I don’t calm down until I’m within a mile of Anna’s apartment complex. I throw the vehicle into park in the lot of an abandoned petrol station and listen. I can hear her moving around her room. The shuffle of clothing and linens. Is she going to bed? She starts humming a song by Pink, and I nearly laugh at how she’s at ease while I’m on edge.

It’s one in the morning. Anna is safe. I’ve no clue where Belial’s gone. Did he truly show up at the party just to nab her and take her home? I’m not buying it. It’s too bizarre. I’ll just stay for a bit to listen.

It’s hard not to doze when Anna falls asleep, because the sound of her breathing is so comforting and even. At some point my chin falls to my chest, and I startle myself awake as an early autumn wind whistles through the darkness. It’s just after three. I should go. I shuffle my extended hearing back up the road and into the apartment one last time. Then I nearly jump out of my skin.

Anna and Patti are both shrieking.

I fumble with the keys and finally crank the engine, peeling out of the pebbled lot.

Shite! How could I bloody well fall asleep? I knew something was up!
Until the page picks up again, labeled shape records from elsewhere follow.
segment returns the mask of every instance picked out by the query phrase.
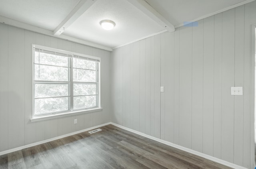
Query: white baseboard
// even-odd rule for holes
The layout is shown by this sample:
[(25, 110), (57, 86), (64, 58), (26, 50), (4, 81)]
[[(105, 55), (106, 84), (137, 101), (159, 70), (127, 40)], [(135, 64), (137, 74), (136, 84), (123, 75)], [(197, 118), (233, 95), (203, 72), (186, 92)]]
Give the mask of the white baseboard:
[(102, 127), (104, 126), (110, 124), (111, 123), (109, 122), (108, 123), (105, 123), (104, 124), (100, 124), (100, 125), (96, 126), (94, 127), (92, 127), (90, 128), (88, 128), (82, 130), (81, 130), (77, 131), (76, 132), (73, 132), (72, 133), (69, 133), (68, 134), (64, 134), (64, 135), (60, 136), (58, 137), (56, 137), (54, 138), (50, 138), (49, 139), (46, 140), (40, 141), (36, 142), (36, 143), (32, 143), (31, 144), (27, 144), (26, 145), (23, 145), (22, 146), (19, 147), (18, 147), (14, 148), (12, 149), (8, 149), (7, 150), (4, 151), (3, 151), (0, 152), (0, 155), (3, 155), (4, 154), (8, 154), (8, 153), (12, 153), (13, 152), (16, 151), (19, 151), (24, 149), (25, 148), (30, 147), (31, 147), (38, 145), (40, 144), (43, 144), (48, 142), (51, 141), (52, 141), (60, 139), (62, 138), (64, 138), (66, 137), (69, 136), (70, 136), (74, 135), (74, 134), (78, 134), (80, 133), (82, 133), (83, 132), (86, 132), (87, 131), (90, 130), (92, 129), (94, 129), (95, 128), (98, 128), (100, 127)]
[(134, 130), (132, 129), (131, 129), (130, 128), (128, 128), (127, 127), (123, 126), (122, 126), (116, 123), (113, 123), (112, 122), (110, 122), (110, 123), (111, 124), (112, 124), (114, 126), (116, 126), (116, 127), (118, 127), (121, 128), (122, 128), (123, 129), (124, 129), (126, 130), (129, 131), (129, 132), (132, 132), (133, 133), (142, 136), (143, 137), (145, 137), (146, 138), (149, 138), (150, 139), (152, 140), (153, 140), (156, 141), (160, 143), (161, 143), (164, 144), (166, 144), (166, 145), (169, 145), (170, 146), (174, 147), (174, 148), (176, 148), (181, 150), (183, 150), (184, 151), (186, 151), (188, 153), (191, 153), (191, 154), (194, 154), (195, 155), (198, 155), (198, 156), (211, 160), (212, 161), (216, 162), (216, 163), (218, 163), (220, 164), (223, 164), (223, 165), (225, 165), (226, 166), (227, 166), (230, 167), (232, 167), (234, 169), (248, 169), (246, 168), (245, 168), (243, 167), (242, 167), (240, 165), (238, 165), (236, 164), (234, 164), (233, 163), (226, 161), (224, 161), (223, 160), (219, 159), (218, 158), (214, 157), (212, 156), (211, 156), (210, 155), (204, 154), (203, 153), (200, 153), (200, 152), (198, 152), (196, 151), (193, 150), (192, 149), (191, 149), (188, 148), (186, 148), (184, 147), (182, 147), (180, 145), (178, 145), (174, 144), (173, 143), (172, 143), (170, 142), (167, 141), (164, 141), (162, 140), (155, 138), (151, 136), (149, 136), (147, 134), (146, 134), (144, 133), (141, 133), (139, 132), (138, 132), (137, 131)]
[(3, 151), (0, 152), (0, 155), (3, 155), (4, 154), (8, 154), (8, 153), (12, 153), (13, 152), (14, 152), (17, 151), (19, 151), (22, 150), (22, 149), (24, 149), (25, 148), (28, 148), (30, 147), (34, 146), (36, 145), (38, 145), (40, 144), (43, 144), (44, 143), (46, 143), (49, 141), (52, 141), (60, 139), (62, 138), (64, 138), (66, 137), (69, 136), (70, 136), (73, 135), (74, 134), (76, 134), (78, 133), (82, 133), (83, 132), (86, 132), (87, 131), (90, 130), (92, 129), (94, 129), (95, 128), (98, 128), (104, 126), (108, 125), (108, 124), (112, 124), (114, 126), (115, 126), (117, 127), (120, 128), (122, 128), (123, 129), (124, 129), (128, 131), (129, 132), (132, 132), (133, 133), (135, 133), (136, 134), (138, 134), (139, 135), (143, 136), (146, 138), (149, 138), (150, 139), (152, 140), (153, 140), (159, 142), (160, 143), (163, 143), (164, 144), (166, 144), (170, 146), (171, 147), (174, 147), (174, 148), (176, 148), (177, 149), (180, 149), (181, 150), (187, 152), (188, 153), (191, 153), (193, 154), (194, 154), (195, 155), (198, 155), (198, 156), (202, 157), (203, 158), (204, 158), (206, 159), (208, 159), (209, 160), (212, 161), (213, 161), (219, 163), (221, 164), (223, 164), (224, 165), (226, 165), (228, 167), (230, 167), (234, 168), (237, 169), (248, 169), (246, 168), (245, 168), (243, 167), (242, 167), (236, 164), (234, 164), (233, 163), (230, 163), (228, 161), (225, 161), (223, 160), (222, 159), (218, 159), (216, 157), (214, 157), (211, 156), (210, 155), (207, 155), (206, 154), (204, 154), (203, 153), (200, 153), (200, 152), (196, 151), (194, 150), (193, 150), (192, 149), (181, 146), (180, 145), (179, 145), (177, 144), (174, 144), (173, 143), (172, 143), (170, 142), (167, 141), (166, 141), (163, 140), (162, 140), (157, 138), (155, 138), (154, 137), (152, 136), (151, 136), (148, 135), (147, 134), (146, 134), (144, 133), (141, 133), (139, 132), (138, 132), (137, 131), (134, 130), (132, 129), (131, 129), (130, 128), (128, 128), (127, 127), (123, 126), (122, 126), (120, 125), (119, 124), (116, 124), (114, 123), (113, 123), (112, 122), (110, 122), (106, 123), (105, 123), (104, 124), (101, 124), (100, 125), (96, 126), (95, 126), (92, 127), (90, 128), (86, 128), (85, 129), (82, 130), (81, 130), (78, 131), (76, 132), (73, 132), (72, 133), (69, 133), (67, 134), (65, 134), (62, 136), (60, 136), (58, 137), (56, 137), (54, 138), (50, 138), (49, 139), (46, 140), (45, 140), (41, 141), (40, 141), (37, 142), (36, 143), (32, 143), (31, 144), (28, 144), (26, 145), (23, 145), (21, 147), (18, 147), (14, 148), (12, 149), (8, 149), (6, 151)]

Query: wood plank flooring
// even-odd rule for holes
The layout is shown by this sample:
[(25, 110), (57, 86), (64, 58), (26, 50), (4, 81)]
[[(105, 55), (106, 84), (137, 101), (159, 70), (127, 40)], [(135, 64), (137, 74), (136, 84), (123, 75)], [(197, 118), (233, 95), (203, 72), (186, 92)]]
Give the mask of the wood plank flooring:
[(230, 169), (114, 126), (0, 156), (4, 169)]

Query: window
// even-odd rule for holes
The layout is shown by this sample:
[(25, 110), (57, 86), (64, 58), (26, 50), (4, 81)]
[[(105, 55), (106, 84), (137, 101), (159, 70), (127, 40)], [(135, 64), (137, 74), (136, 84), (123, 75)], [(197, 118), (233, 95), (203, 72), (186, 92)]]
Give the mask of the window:
[(100, 107), (100, 58), (32, 47), (33, 117)]

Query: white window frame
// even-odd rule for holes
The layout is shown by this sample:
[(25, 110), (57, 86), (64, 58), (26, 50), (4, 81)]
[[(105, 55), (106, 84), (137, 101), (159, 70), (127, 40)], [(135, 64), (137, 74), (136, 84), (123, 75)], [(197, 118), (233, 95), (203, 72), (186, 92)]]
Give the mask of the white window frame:
[[(69, 64), (70, 64), (70, 67), (69, 66), (69, 69), (70, 69), (69, 75), (69, 80), (67, 82), (62, 81), (37, 81), (35, 79), (35, 49), (40, 49), (45, 50), (48, 51), (60, 53), (64, 55), (67, 55), (67, 57), (69, 57)], [(30, 119), (31, 122), (37, 121), (41, 120), (46, 120), (52, 118), (60, 117), (62, 116), (69, 116), (70, 115), (73, 115), (76, 114), (84, 113), (86, 112), (92, 112), (96, 111), (101, 110), (102, 110), (100, 105), (100, 58), (94, 56), (86, 55), (81, 53), (71, 52), (68, 51), (60, 50), (52, 48), (51, 47), (47, 47), (44, 46), (37, 45), (35, 44), (32, 44), (32, 118)], [(96, 64), (96, 83), (86, 83), (86, 82), (75, 82), (73, 79), (73, 59), (75, 59), (77, 57), (78, 59), (89, 59), (93, 61), (95, 61), (98, 63)], [(53, 112), (48, 113), (44, 113), (40, 115), (36, 115), (35, 111), (35, 99), (36, 99), (35, 97), (35, 84), (42, 84), (42, 83), (49, 83), (49, 84), (68, 84), (68, 97), (70, 97), (70, 99), (69, 100), (68, 108), (69, 110), (64, 110), (61, 111)], [(93, 108), (86, 108), (81, 109), (73, 110), (73, 84), (77, 83), (80, 84), (96, 84), (96, 107)], [(55, 98), (56, 97), (52, 97)]]

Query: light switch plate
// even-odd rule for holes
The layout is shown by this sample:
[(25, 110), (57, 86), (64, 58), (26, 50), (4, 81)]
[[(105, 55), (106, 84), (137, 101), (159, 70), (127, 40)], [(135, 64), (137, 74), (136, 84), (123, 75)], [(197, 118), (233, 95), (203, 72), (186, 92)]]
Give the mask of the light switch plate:
[(231, 87), (231, 95), (242, 95), (243, 87)]

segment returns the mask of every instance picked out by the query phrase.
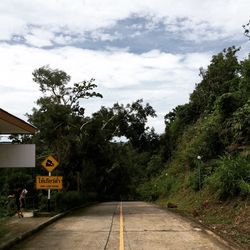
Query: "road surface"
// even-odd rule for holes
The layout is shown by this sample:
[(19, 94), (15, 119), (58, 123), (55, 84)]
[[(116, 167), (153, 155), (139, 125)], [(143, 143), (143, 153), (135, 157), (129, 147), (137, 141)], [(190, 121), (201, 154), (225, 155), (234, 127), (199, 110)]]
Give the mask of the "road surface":
[(233, 249), (197, 224), (145, 202), (107, 202), (77, 210), (13, 249)]

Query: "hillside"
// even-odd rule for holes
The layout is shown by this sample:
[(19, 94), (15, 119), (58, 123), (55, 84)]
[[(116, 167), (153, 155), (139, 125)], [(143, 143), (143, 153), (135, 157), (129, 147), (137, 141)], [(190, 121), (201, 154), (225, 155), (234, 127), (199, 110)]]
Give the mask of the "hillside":
[(166, 115), (161, 174), (137, 189), (250, 249), (250, 58), (212, 58), (189, 103)]

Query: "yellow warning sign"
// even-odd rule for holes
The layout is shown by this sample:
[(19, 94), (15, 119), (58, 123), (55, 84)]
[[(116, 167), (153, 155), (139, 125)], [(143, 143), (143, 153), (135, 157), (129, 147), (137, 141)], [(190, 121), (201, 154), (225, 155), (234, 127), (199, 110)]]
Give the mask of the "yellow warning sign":
[(36, 189), (62, 189), (62, 176), (37, 176)]
[(59, 162), (51, 155), (49, 155), (43, 162), (42, 166), (47, 169), (48, 172), (52, 172), (57, 166)]

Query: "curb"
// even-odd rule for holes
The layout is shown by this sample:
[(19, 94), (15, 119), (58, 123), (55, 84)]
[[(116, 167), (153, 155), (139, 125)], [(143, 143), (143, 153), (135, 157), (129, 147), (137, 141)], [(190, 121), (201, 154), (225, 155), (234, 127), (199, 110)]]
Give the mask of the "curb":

It’s chaos at the apartment, with Patti yelling and Anna crying. I accelerate. I cannot figure out what the hell’s going on. A knock at their door ratchets my pulse higher, and rain splatters the windshield, muddling my hearing.

“This is my friend Kope,” I hear Anna say, and I go cold all over.

What. The. Hell.

That scheming pretty boy must’ve been right outside her neighborhood!

“Whisperers were here!” Anna says to him. “I could see them. . . .”

Whisperers? Wait . . . she could see them? My poor girl—her voice is trembling. I turn too quickly into the apartment complex, going up on the damn curb and probably killing a flower bed.

Don’t care.

I am seeing red. The raging bull kind.

Why are the whisperers haunting her? Who sent them? And why is Kope here?

I park across two spots and leap out, taking the steps three at a time, and burst into Anna’s apartment. She screams and claps her hands over her mouth. I jump and reach for my blade when a raspy voice behind me says, “What in God’s name is going on over there?”

Bugger, just an old neighbor. Anna pulls me in and shuts the door.